Anyway to update nn.Parameter while keeping gradient / Change nn.Parameter to torch.Tensor

Hi everyone,

I’m currently working on a project that requires the ability to update the weights of a model while maintaining the gradient.

For example,

Model A outputs a vector that is used as an update for Model B’s weights (in a diff. fashion, for more context see: https://mediatum.ub.tum.de/doc/814768/file.pdf) and then Model B makes a prediction, the error for the prediction is then backpropagated to Model A.

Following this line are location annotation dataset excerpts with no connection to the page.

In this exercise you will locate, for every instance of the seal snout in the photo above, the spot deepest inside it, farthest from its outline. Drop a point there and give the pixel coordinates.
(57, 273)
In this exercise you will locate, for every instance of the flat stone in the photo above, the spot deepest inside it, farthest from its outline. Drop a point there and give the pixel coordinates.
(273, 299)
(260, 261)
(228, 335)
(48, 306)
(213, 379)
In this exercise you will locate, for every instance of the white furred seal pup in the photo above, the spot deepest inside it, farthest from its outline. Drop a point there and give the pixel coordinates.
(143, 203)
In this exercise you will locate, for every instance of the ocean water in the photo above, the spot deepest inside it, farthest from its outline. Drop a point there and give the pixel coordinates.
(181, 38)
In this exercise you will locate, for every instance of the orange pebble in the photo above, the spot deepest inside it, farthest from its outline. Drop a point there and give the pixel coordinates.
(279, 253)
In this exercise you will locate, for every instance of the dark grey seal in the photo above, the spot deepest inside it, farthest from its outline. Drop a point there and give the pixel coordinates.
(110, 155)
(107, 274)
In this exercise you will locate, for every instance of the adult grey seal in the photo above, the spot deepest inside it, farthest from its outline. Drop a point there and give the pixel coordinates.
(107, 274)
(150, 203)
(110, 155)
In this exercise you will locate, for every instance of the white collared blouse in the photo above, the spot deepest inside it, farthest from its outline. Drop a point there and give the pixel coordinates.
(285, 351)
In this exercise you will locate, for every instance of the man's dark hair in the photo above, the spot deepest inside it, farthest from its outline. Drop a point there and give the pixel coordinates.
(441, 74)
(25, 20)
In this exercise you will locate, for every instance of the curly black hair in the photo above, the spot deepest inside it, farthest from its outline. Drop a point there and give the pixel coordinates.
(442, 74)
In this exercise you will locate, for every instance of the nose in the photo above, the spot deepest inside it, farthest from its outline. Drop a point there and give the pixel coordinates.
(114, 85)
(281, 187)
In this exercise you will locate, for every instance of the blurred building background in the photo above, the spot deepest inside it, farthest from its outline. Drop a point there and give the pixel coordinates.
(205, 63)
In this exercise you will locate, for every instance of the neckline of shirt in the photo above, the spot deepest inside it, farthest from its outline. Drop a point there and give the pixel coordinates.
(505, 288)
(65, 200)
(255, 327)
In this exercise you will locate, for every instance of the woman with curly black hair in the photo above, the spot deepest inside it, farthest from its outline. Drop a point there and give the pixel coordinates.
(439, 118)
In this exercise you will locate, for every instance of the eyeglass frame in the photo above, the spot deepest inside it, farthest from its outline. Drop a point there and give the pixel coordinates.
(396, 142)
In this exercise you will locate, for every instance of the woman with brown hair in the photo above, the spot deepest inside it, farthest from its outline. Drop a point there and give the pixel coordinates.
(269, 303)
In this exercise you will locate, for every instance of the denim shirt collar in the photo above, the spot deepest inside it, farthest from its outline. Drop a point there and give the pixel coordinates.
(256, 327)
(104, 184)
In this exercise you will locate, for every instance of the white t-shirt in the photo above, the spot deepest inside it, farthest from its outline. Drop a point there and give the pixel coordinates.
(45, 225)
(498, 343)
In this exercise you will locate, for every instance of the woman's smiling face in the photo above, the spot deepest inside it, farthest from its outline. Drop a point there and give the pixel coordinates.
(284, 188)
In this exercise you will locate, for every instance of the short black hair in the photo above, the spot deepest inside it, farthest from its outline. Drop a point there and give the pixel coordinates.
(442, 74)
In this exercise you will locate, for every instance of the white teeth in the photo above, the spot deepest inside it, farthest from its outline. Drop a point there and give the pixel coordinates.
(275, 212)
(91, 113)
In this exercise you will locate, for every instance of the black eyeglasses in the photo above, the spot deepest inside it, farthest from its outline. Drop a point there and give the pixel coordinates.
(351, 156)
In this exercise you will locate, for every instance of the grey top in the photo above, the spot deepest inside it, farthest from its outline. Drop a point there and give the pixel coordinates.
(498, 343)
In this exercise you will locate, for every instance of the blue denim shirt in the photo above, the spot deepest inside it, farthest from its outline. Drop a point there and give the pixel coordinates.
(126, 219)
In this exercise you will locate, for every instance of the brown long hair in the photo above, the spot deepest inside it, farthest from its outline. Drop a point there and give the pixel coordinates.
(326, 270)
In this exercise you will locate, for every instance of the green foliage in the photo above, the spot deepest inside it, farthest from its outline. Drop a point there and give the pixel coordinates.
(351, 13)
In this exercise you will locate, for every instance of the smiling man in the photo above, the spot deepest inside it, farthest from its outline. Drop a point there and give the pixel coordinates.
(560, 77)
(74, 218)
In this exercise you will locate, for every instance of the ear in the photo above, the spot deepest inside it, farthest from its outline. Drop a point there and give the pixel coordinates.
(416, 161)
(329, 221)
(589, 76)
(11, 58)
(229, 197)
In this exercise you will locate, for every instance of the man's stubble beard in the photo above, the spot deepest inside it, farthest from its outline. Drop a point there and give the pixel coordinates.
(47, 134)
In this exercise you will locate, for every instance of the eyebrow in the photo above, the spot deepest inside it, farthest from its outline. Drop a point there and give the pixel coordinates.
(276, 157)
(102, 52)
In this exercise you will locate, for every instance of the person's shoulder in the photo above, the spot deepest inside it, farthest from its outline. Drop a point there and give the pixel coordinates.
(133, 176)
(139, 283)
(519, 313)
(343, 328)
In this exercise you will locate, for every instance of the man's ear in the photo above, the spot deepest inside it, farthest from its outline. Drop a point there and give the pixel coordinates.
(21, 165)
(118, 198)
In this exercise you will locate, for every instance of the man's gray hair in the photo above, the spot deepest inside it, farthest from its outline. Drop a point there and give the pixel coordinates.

This is possible when the weights of Model B are torch.Tensor objects as they can be updated while maintaining the gradient - but the gradient breaks when using nn.Parameter even when using .clone_(). The problem is that all of the pre-implemented nn.Module objects use nn.Parameter for the weights. To fix this in the case of a linear layer, we can simply recreate it with the weight and bias terms stored as torch.Tensor

class Linear(nn.Module):
	def __init__(self, in_features, out_features, bias=False):
		super(Linear, self).__init__()
		self.weight = (-1 - 1) * torch.rand([in_features, out_features]) + 1
		if bias:
			self.bias = (-1-1) * torch.rand([1, out_features]) + 1
		else:
			self.bias = None

		self.in_features = in_features
		self.out_features = out_features

		# Used in Brute Force
		self.no_fast_weights = in_features * out_features if not bias else (in_features * out_features) + out_features

		# Used in FROM/TO Architecture
		self.no_from = in_features
		self.no_to = out_features

	def update_weights(self, update, idx, update_func):
		weight_idx = idx + self.no_fast_weights
		if self.bias is not None:
			weight_idx -= self.out_features
			bias_update = update[weight_idx: weight_idx + self.out_features, :].reshape(self.bias.shape)
			self.bias = update_func(self.bias, bias_update)
		weight_update = update[idx:weight_idx, :].reshape(self.weight.shape)
		self.weight = update_func(self.weight, weight_update)

	def forward(self, x):
		ret = torch.matmul(x, self.weight)
		if self.bias is not None:
			return ret + self.bias
		return ret

Now, however, I’m ready to move onto a more advanced model, in particular, updating the weights of an RNN. This is proving to be challenging without re-implementing the forward pass of the RNN. I would like to avoid this as I’m afraid that any re-implementation will be slower than the original, and of course, more prone to bugs, besides the fact that the forward pass doesn’t actually change, rather, the objects behind it do.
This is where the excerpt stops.